2014 Lewis Summer Intern Program Orientation: Building community and Jewish identity

In June, the interns of JUF’s 2014 Lewis Summer Intern Program, an eight-week work/study internship program created by The Hillels of Illinois and funded by the Harriet and Maurice Lewis Family, began their first day of orientation. The 2014 cohort was given the morning to become acquainted with one another before being introduced to several speakers, including JUF Chief of Staff Jim Rosenberg and Andrea Hoffman, executive director of Newberger Hillel. 


Although the topics varied, one theme was common throughout the presentations: the strength of the Jewish community and the interns’ role as part of it. Rosenberg identified the two fundamental goals of the Federation as “building community and helping people” and encouraged the interns to contribute to this mission in their own way throughout the summer. Hoffman’s discussion of Jewish meaning centered around teaching the interns the recipe to a meaningful Jewish experience by building relationships, gaining knowledge, creating meaningful memories, and building community.


The first day also addressed professional development through activities such as speed networking, where the interns had one minute to introduce themselves to one another and identify a common interest or skill. Aleen Bayard, of MarketZing, gave a presentation about varying communication methods in the workplace and how to tailor their own communication styles to complement their supervisors.


The second day of orientation took place at Pushing the Envelope Farm in Geneva, Illinois. The community farm and education center, rooted in Jewish tradition, gave the interns a chance to put Hoffman’s recipe for a meaningful Jewish experience to the test by introducing them to sustainable farming practices that not only uphold Jewish tradition, but also contribute to the local community, just as the JUF does.


The interns were taken around the farm where they saw a sukkah tucked away in a wooded area of the 14-acre site and interacted with goats and hens on the farm. Later in the day, the interns learned to make pita, hummus, and candles and enjoyed a farm-fresh meal prepared by the incredible staff at the farm. The final activity before boarding the train back to the city involved teaching the interns what it means to build and sustain a community based on Jewish traditions and values. The interns were divided into groups in which they had to make decisions on how to construct and maintain their cities in accordance with Jewish values, while given a budget and limited options.

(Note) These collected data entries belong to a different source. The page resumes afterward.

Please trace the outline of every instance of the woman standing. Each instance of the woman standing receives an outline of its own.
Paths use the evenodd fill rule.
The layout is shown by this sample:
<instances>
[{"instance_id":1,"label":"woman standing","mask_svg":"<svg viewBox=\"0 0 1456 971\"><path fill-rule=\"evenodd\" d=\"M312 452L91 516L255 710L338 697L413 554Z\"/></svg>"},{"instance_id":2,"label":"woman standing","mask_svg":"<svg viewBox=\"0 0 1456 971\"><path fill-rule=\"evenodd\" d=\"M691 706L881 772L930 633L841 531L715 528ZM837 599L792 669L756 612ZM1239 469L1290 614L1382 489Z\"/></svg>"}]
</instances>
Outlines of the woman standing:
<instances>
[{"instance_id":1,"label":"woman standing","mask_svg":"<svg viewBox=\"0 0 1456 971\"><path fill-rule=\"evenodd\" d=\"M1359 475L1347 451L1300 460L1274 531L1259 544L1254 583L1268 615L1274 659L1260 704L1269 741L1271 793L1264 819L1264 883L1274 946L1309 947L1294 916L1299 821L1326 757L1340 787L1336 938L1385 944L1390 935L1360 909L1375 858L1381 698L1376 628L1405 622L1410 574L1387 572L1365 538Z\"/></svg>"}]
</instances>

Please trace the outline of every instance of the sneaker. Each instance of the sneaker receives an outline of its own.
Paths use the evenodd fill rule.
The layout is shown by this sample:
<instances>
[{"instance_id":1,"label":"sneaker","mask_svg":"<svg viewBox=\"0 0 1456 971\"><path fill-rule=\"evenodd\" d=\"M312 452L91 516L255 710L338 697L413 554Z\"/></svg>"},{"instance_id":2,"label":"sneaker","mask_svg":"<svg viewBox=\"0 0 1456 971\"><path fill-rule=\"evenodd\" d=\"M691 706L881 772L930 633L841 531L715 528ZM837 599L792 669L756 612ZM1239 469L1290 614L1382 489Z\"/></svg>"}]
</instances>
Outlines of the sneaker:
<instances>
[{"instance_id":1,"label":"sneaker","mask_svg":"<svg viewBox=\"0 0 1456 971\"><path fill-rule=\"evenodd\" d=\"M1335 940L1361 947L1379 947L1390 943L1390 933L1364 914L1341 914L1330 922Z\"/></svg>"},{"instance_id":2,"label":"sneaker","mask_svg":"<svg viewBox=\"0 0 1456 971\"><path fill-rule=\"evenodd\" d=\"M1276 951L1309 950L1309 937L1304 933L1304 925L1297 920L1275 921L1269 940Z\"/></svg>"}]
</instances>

The third and final day of the LSIP orientation had a more somber tone. The cohort met at the Illinois Holocaust Museum and Education Center where they were gifted an entire day, including a tour of the museum and a presentation by George Brent, a Holocaust survivor originating from Hungary. The interns also learned more about the museum’s role in the Jewish community and in helping survivors pass on their legacy to educate younger generations.


Despite the inherent solemnity of reliving the events of the Holocaust, the tour contained an important message of hope: to defend those in our community to ensure that such events never take place again, impressing upon the interns that they have a responsibility to the Jewish community. Once the day neared its end, the interns were given the opportunity to reflect on their day and on their overall orientation experience.

With orientation behind them, the interns prepare to take on the summer and make their experience at JUF not only meaningful for themselves, but for the Jewish community as well.


Shir Avinadav is a Lewis Summer Intern.The Harriet & Maurice Lewis Summer Intern Program is partof the department of Campus Affairs and Student Engagement at Jewish Federation of Metropolitan Chicago/Jewish United Fund.